Photo: Davit Ghahramanyan Agence France-Presse Un manifestant vêtu du drapeau de l'Arménie en guise de cape fait face à des soldats de maintien de la paix russes bloquant une route à l'extérieur de Stepanakert, capitale du Haut-Karabakh, le 24 décembre 2022.

À l’autre bout de la vidéoconférence, la jeune Arménienne Huri Zohrabyan, 26 ans, dresse la liste des produits qui, en décembre dernier, sont devenus introuvables dans la ville de Stepanakert, capitale du Haut-Karabakh. Cette république autonome revendiquée par l’Azerbaïdjan subit depuis décembre un blocus que lui a imposé sans prévenir le régime autoritaire et antidémocratique de Bakou.

« Il n’y a plus de légumes, plus de fruits, plus de sucre, plus de farine, plus de grains, plus de charcuterie, plus de viande, plus d’oeufs, plus d’huile… » énumère-t-elle depuis son appartement, où cette semaine encore le gaz, utilisé pour le chauffage et la cuisine, a été coupé à trois reprises et où quatre heures par jour l’électricité disparaît également. « Dans les épiceries, les comptoirs sont vides. Même chose dans les pharmacies, où il n’y a plus de médicaments. Les hôpitaux aussi en manquent, ce qui force l’annulation d’opérations chirurgicales. Voilà à quoi ressemble notre quotidien depuis le début de ce blocus. »

Ne pas manger à sa faim, avoir froid, vivre dans le noir… Tout ça inquiète Mme Zohrabyan, qui, après avoir vécu à Montréal dans sa jeunesse, a décidé de s’installer dans les terres montagneuses de l’Artsakh (le nom que les Arméniens donnent au Haut-Karabakh) en 2021. Après y avoir trouvé l’amour.

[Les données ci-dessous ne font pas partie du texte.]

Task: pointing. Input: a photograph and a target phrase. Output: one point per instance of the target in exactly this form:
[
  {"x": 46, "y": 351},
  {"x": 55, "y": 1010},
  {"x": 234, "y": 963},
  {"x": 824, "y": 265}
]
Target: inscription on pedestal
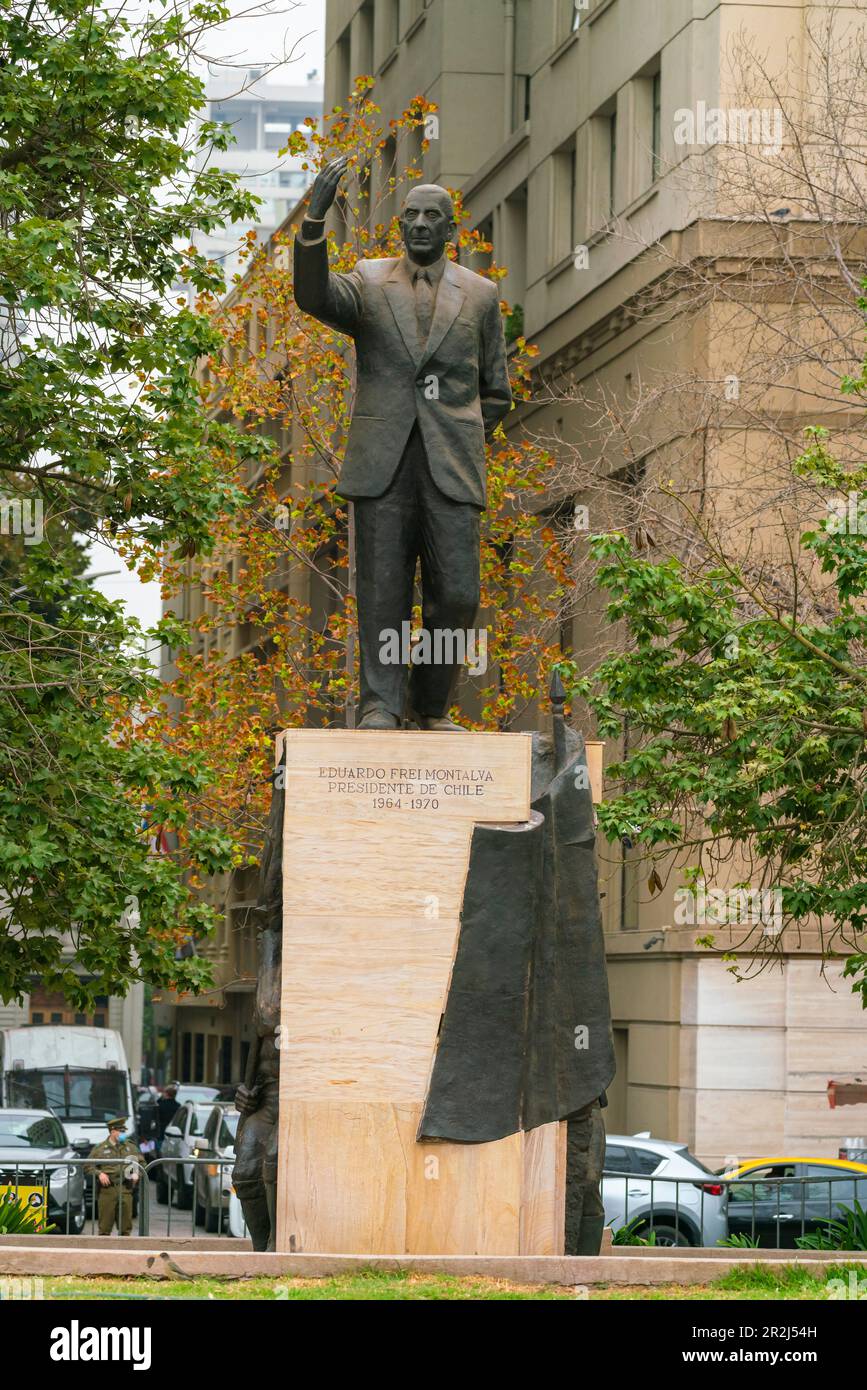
[{"x": 375, "y": 852}]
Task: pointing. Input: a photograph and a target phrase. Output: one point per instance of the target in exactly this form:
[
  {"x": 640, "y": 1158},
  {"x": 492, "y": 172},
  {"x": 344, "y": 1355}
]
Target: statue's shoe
[
  {"x": 380, "y": 719},
  {"x": 436, "y": 724}
]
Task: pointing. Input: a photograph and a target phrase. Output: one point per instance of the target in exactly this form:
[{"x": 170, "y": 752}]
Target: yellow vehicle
[{"x": 780, "y": 1198}]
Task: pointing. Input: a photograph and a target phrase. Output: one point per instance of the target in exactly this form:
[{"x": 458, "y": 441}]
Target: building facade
[{"x": 559, "y": 124}]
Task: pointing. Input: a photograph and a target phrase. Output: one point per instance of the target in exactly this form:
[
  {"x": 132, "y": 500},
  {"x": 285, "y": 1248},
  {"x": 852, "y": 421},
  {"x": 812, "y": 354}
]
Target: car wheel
[{"x": 666, "y": 1235}]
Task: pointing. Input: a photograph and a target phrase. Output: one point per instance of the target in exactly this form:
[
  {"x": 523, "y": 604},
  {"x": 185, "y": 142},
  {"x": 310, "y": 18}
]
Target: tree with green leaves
[{"x": 103, "y": 432}]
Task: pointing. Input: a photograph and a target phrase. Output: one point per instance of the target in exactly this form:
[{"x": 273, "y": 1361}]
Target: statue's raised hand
[{"x": 325, "y": 186}]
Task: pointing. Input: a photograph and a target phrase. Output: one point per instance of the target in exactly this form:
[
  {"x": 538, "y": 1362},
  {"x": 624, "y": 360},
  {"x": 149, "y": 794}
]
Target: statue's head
[{"x": 427, "y": 223}]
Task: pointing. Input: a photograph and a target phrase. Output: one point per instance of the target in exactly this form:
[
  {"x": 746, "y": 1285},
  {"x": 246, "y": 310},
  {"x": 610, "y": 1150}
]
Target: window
[
  {"x": 563, "y": 202},
  {"x": 242, "y": 117},
  {"x": 645, "y": 1161},
  {"x": 343, "y": 77},
  {"x": 766, "y": 1184},
  {"x": 364, "y": 20},
  {"x": 656, "y": 125},
  {"x": 617, "y": 1159},
  {"x": 612, "y": 163}
]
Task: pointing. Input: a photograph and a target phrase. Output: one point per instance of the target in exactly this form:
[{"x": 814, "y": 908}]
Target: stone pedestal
[{"x": 375, "y": 852}]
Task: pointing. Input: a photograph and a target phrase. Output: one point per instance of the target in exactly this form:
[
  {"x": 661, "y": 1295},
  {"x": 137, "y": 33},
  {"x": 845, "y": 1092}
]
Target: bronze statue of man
[{"x": 432, "y": 385}]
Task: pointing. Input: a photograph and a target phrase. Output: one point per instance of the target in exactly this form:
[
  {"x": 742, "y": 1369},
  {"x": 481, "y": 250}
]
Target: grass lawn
[{"x": 750, "y": 1283}]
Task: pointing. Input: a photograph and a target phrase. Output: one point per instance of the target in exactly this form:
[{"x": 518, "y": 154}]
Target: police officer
[{"x": 116, "y": 1179}]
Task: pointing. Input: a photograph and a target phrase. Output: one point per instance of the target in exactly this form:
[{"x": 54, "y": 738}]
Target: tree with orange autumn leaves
[{"x": 277, "y": 585}]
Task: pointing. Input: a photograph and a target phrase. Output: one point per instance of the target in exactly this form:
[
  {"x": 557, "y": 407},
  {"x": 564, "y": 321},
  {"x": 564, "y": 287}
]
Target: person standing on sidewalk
[{"x": 117, "y": 1178}]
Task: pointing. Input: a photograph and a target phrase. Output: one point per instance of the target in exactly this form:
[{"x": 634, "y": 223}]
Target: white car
[
  {"x": 178, "y": 1143},
  {"x": 214, "y": 1179},
  {"x": 639, "y": 1190}
]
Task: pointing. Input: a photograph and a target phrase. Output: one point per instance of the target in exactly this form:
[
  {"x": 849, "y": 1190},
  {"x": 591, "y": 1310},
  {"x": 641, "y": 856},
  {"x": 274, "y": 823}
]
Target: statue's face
[{"x": 425, "y": 225}]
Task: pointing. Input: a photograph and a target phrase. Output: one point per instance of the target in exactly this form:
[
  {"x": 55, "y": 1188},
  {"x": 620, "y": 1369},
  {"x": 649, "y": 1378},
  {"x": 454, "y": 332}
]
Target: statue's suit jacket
[{"x": 456, "y": 385}]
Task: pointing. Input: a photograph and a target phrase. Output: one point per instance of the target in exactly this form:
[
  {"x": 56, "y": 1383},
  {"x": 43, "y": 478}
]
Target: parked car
[
  {"x": 236, "y": 1225},
  {"x": 178, "y": 1143},
  {"x": 77, "y": 1073},
  {"x": 214, "y": 1180},
  {"x": 35, "y": 1154},
  {"x": 202, "y": 1094},
  {"x": 766, "y": 1198},
  {"x": 637, "y": 1190}
]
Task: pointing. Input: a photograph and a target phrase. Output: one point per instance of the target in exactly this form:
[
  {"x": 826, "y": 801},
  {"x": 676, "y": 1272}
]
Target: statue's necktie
[{"x": 424, "y": 305}]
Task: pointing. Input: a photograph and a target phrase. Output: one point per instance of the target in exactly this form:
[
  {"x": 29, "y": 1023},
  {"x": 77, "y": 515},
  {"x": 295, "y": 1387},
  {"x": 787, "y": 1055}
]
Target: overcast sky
[
  {"x": 289, "y": 32},
  {"x": 257, "y": 36}
]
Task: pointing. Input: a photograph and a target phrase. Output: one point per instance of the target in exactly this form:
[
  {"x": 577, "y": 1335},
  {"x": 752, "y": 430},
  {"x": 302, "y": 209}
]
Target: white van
[{"x": 78, "y": 1073}]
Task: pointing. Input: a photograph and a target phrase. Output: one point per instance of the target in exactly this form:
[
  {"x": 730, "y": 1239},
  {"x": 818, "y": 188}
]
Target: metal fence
[
  {"x": 771, "y": 1212},
  {"x": 184, "y": 1196},
  {"x": 177, "y": 1194}
]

Mais ce qui l’angoisse encore plus, c’est l’indifférence du reste du monde par rapport à ce conflit lointain, à cette « tentative de purification ethnique des Arméniens », dit-elle, dans cette région au coeur d’un conflit historique et persistant entre l’Arménie et l’Azerbaïdjan.

« La guerre en Ukraine, tout le monde parle de ça, et c’est normal. Mais c’est parfois déprimant pour nous. Regardez : au début de la semaine, l’écrasement d’un avion de Yeti Airlines au Népal a reçu une attention internationale démesurée. Et nous ? Rien. On essaie de garder espoir, mais en ce moment, on se sent surtout tout seuls au monde. »

Le destin des Arméniens du Haut-Karabakh s’est retrouvé une nouvelle fois dans la ligne de mire de la dictature de Bakou le 3 décembre dernier avec la fermeture du corridor de Latchine, la seule route qui relie la république autonome, enclavée dans le Caucase azerbaïdjanais, à l’Arménie voisine. Officiellement, le régime azéri prétend que ce sont des manifestants écologistes qui ont organisé ce blocage pour protester contre des projets miniers prévus dans la région.

Photo: Huri Zohrabyan Les étals sont vides dans les pharmacies du Haut-Karabakh, comme ici dans la capitale Stepanakert, le 19 janvier.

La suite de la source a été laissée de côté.